# Java's fork/join framework

> Java goes Forking Crazy!

October 21, 2023 · 8 min read · https://yasint.dev/java-fork-join/
Tags: java, concurrency

---

Hey there 👋!

With multicore processors now standard, it's essential for high-performance applications to harness this power through effective concurrency. [Java's Fork/Join framework](https://docs.oracle.com/javase/tutorial/essential/concurrency/forkjoin.html), part of the `java.util.concurrent` package since JDK `7`, optimizes the efficiency of multi-threaded tasks, fully utilizing the capabilities of modern hardware. In this article, I'm going to delve into the **Fork/Join framework**, explaining its purpose, significance, and application, all illustrated with a practical example.

## What the fork?

The Fork/Join framework is an implementation of the `ExecutorService` interface that helps developers solve problems using [divide-and-conquer algorithms](https://en.wikipedia.org/wiki/Divide-and-conquer_algorithm). These algorithms work by breaking down a task into smaller, more manageable pieces, solving each piece separately, and then combining the results. In this framework, any **task can be forked (split)** into smaller tasks, and the **results can be joined** subsequently, hence the name "Fork/Join."

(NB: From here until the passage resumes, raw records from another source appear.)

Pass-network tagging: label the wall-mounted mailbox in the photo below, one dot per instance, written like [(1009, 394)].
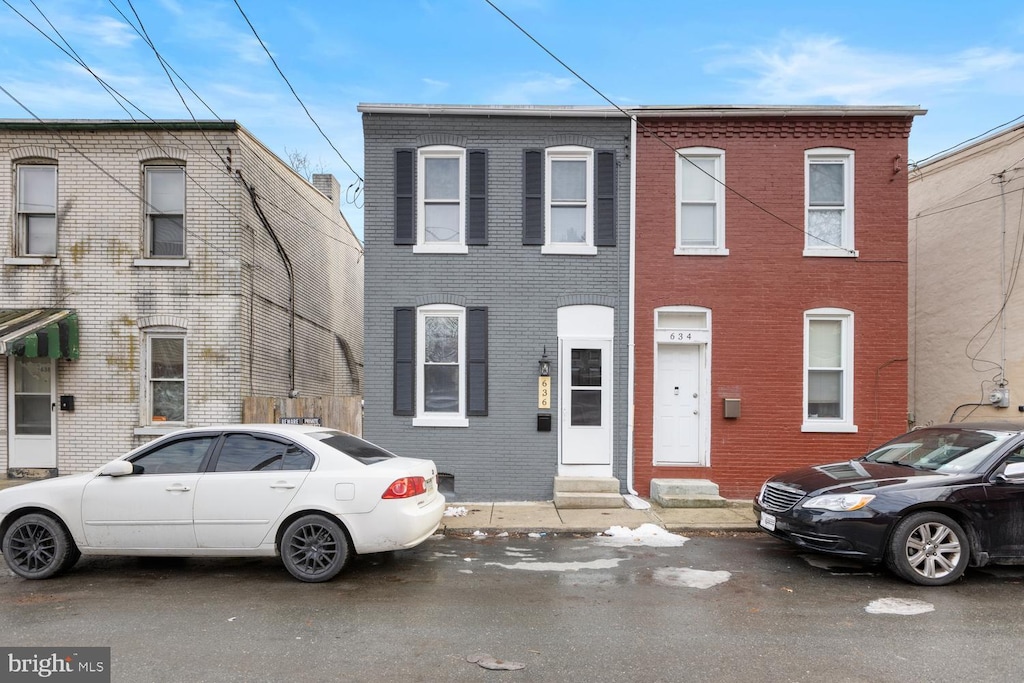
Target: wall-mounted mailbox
[(730, 408)]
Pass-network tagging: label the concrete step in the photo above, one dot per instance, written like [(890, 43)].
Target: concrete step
[(686, 494), (588, 501), (569, 484)]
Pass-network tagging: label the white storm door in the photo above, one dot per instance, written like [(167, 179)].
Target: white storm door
[(33, 416), (585, 394), (677, 404)]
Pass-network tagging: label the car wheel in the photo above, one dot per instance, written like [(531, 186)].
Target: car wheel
[(314, 549), (37, 546), (929, 549)]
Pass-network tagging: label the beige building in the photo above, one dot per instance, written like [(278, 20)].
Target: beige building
[(156, 274), (966, 301)]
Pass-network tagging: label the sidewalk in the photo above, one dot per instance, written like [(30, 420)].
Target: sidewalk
[(494, 518)]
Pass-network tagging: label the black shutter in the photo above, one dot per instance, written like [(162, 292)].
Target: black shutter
[(532, 197), (404, 360), (476, 232), (476, 361), (604, 214), (404, 197)]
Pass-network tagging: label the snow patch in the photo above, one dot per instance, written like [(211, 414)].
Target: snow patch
[(645, 535), (905, 606), (560, 566), (686, 578)]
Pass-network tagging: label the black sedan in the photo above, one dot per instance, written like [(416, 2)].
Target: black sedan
[(927, 504)]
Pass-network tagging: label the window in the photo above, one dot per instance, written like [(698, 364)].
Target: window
[(37, 210), (165, 211), (180, 457), (166, 380), (829, 203), (700, 201), (828, 371), (569, 206)]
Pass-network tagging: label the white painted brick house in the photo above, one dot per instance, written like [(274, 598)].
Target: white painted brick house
[(155, 274)]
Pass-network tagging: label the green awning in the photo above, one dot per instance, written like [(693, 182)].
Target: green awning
[(39, 333)]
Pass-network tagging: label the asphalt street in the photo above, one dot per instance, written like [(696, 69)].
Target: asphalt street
[(715, 607)]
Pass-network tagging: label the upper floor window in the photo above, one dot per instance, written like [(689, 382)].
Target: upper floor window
[(165, 211), (828, 193), (828, 371), (569, 206), (700, 201), (37, 210)]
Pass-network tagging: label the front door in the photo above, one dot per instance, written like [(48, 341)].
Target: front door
[(677, 404), (32, 413)]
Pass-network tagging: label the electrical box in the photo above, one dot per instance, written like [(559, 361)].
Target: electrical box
[(730, 408)]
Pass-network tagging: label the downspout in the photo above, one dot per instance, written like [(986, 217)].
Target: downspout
[(293, 392), (632, 314)]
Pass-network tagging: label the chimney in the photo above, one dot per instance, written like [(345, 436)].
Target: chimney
[(329, 186)]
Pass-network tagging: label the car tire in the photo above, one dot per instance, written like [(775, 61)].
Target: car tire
[(929, 549), (37, 546), (314, 549)]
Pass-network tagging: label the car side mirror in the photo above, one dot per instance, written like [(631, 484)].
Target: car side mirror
[(118, 468)]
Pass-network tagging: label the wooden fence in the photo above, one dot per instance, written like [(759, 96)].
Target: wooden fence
[(344, 413)]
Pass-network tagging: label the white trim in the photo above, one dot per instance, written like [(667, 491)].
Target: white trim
[(422, 155), (846, 158), (718, 156), (569, 153), (844, 423), (432, 419)]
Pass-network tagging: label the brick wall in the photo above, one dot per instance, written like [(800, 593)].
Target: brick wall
[(758, 293)]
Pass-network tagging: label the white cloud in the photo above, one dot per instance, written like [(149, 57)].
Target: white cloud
[(825, 69)]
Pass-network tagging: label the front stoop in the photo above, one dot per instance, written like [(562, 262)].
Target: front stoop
[(686, 494), (588, 493)]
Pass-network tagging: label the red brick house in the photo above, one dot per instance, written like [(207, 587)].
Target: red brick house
[(770, 289)]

You may wonder, "Why opt for the Fork/Join Framework when traditional threading is an option?"

## Hmm, why?

Picture multitasking. But it's Java juggling your tasks with _finesse_! Aaaaand it's all about efficiency, and here's why: -

- **Efficient Thread Utilization:** It makes use of a [work-stealing algorithm](https://en.wikipedia.org/wiki/Work_stealing), where idle threads "steal" tasks from busy threads' queues. This ensures that all threads are actively used, reducing overhead and improving performance.
- **Handling Recursive Tasks:** The framework excels at handling recursive computations, a common scenario in _divide-and-conquer_ algorithms.
- **Improved Scalability:** It's designed to scale well to available parallelism, which means better performance on multicore processors.

## How does it work?

Consider a scenario where you're faced with an array of **10 tasks**, each representing operations that are resource-intensive, such as database or I/O operations.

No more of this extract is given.